12. An application based on domestic violence is a specific and distinct application from that under the partner route and in this instance no primary decision had been made by the Secretary of State on that basis. It was indeed a new matter. Although the question of domestic violence was raised during the hearing, and obliquely in the appellant's skeleton argument, the questioning by the Home Office Presenting Officer demonstrates that the approach taken was that the relationship may be resumed. That is clear from the line taken in cross examination (as identified above). Nothing in the skeleton argument of Mr Raza obviously identified domestic violence as a 'new matter'. The Home Office did not proceed on that basis.
13. The guidance confirms that 'a decision' [on the question of the new matter] should be reached quickly. In other words, there must be a clear decision by the Home Office on the 'new matter'.
14. There is no record of any decision made by the Home Office Presenting Officer.
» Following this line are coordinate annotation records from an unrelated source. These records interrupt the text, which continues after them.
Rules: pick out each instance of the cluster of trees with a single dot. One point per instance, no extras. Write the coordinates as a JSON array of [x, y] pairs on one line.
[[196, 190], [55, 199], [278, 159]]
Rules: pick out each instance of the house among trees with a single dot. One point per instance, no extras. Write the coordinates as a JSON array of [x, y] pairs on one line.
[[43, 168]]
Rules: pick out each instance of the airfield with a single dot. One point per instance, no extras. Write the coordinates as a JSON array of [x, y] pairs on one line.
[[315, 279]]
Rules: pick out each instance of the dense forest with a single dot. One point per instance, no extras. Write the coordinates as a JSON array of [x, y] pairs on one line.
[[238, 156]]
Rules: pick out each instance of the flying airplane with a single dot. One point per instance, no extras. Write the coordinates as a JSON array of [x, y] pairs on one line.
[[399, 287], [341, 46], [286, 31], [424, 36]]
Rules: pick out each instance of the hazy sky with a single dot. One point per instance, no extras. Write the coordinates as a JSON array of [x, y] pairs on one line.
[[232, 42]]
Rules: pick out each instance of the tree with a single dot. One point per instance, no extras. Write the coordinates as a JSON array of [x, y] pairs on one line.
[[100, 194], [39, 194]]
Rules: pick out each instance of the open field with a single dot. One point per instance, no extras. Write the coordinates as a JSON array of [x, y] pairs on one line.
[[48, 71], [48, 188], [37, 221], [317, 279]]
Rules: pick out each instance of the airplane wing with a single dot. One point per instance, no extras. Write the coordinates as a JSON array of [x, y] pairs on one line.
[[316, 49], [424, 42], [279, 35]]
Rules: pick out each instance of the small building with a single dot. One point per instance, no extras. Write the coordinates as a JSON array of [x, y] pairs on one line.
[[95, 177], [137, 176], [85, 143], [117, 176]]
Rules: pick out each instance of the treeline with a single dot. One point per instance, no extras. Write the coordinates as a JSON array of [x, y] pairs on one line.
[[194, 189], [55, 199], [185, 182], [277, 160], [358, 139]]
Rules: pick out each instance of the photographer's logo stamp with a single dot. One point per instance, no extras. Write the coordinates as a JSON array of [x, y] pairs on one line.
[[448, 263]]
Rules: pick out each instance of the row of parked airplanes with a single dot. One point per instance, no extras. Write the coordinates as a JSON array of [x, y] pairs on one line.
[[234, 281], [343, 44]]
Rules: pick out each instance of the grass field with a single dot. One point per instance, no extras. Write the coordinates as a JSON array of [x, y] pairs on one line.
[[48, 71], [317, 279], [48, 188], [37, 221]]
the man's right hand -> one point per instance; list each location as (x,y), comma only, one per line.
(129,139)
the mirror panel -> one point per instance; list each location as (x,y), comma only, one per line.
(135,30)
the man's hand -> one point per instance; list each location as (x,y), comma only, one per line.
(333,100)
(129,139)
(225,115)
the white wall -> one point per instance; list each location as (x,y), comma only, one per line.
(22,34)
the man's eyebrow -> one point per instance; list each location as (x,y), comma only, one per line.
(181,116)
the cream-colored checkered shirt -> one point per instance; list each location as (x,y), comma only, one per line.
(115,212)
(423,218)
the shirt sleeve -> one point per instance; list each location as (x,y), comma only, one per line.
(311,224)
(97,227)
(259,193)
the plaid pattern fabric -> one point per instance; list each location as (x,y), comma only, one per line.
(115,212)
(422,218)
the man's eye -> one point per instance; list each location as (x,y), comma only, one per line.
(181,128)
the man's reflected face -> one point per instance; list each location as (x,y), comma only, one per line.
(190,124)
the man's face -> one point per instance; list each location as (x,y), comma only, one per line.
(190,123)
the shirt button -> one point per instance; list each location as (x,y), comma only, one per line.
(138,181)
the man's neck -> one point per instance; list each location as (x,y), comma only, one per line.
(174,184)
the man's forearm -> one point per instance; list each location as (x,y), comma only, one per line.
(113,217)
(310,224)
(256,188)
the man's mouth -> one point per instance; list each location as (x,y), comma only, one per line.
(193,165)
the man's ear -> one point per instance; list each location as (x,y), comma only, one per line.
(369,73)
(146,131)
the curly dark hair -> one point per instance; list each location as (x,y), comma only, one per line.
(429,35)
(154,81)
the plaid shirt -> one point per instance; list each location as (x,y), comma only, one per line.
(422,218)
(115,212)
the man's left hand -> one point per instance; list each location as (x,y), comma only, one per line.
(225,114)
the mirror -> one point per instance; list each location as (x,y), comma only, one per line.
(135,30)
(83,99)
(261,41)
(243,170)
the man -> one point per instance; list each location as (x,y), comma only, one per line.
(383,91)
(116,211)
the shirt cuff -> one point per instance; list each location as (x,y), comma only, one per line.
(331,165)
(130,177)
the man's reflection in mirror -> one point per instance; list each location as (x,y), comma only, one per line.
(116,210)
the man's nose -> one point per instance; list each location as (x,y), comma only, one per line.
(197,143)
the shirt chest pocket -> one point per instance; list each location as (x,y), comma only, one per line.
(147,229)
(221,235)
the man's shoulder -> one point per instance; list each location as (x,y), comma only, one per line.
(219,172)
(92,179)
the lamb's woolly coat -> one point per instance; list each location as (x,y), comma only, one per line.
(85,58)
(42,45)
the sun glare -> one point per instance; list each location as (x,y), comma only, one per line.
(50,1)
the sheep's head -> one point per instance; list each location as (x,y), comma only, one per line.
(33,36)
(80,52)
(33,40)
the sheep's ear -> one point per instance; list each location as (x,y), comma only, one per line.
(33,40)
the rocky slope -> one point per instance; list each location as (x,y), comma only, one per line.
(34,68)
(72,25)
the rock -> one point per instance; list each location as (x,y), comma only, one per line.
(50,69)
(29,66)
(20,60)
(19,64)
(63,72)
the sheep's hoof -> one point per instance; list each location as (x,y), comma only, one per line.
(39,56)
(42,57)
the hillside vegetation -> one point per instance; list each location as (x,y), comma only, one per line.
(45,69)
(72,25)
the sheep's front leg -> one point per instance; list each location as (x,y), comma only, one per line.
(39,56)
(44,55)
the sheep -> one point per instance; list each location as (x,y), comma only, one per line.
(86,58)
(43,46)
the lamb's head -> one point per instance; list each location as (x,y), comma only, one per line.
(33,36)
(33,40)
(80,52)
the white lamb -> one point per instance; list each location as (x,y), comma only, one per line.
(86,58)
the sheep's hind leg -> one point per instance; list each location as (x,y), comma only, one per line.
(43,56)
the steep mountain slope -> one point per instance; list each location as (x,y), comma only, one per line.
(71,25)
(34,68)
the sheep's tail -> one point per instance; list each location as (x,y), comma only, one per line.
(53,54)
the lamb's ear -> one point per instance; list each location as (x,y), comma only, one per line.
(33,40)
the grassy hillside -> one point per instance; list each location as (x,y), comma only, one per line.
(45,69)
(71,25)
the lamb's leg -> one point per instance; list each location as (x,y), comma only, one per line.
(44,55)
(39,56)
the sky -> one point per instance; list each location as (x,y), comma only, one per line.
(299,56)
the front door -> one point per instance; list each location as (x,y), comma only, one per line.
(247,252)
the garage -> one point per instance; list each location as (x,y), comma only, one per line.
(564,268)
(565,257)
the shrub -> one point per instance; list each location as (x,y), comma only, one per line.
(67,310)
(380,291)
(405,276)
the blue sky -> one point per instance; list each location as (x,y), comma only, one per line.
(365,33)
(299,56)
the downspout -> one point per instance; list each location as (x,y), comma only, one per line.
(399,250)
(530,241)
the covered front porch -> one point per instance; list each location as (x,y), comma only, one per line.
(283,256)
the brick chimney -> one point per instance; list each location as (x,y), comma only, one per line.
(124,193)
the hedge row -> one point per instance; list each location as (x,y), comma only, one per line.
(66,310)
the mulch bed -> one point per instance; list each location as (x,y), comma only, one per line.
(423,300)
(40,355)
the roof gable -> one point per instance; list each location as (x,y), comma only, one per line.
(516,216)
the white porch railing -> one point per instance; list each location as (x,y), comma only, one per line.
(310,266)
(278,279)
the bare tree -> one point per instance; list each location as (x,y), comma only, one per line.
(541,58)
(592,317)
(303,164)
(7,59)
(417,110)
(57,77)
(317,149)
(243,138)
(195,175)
It was not for the Tribunal to merely proceed on the basis of 'implicit' consent of the respondent. The Tribunal and the parties appeared to proceed on the basis of misunderstanding. The Tribunal should have clearly identified the fact of the 'new matter', specifically raised it as a 'new matter' and put it to the Presenting Officer so that a decision could be made and formally recorded. Nothing in the decision suggests that this approach was taken which was a procedural error. The error applies equally to appeals on human rights grounds. The Tribunal acted as the primary decision maker and without jurisdiction. The approach of the Tribunal undermines the findings made. That was an error of law.
15. The Judge erred materially for the reasons identified. I set aside the decision pursuant to Section 12(2)(a) of the Tribunals Courts and Enforcement Act 2007 (TCE 2007). Bearing in mind the nature and extent of the findings to be made, specifically following the consent or otherwise on the new matter, the matter should be remitted to the First-tier Tribunal under section 12(2) (b) (i) of the TCE 2007 and further to 7.2 (b) of the Presidential Practice Statement.
Direction
The Secretary of State is on notice to decide whether consent is given to the Tribunal considering the 'new matter' of domestic violence. The decision should be filed and served at least 14 days prior to the resumed substantive hearing before the First-tier Tribunal.
Direction Regarding Anonymity - Rule 14 of the Tribunal Procedure (Upper Tribunal) Rules 2008
Unless and until a Tribunal or court directs otherwise, the appellant is granted anonymity. No report of these proceedings shall directly or indirectly identify him or any member of his family. This direction applies both to the appellant and to the respondent. Failure to comply with this direction could lead to contempt of court proceedings. This direction is made because of the sensitive nature of the appeal.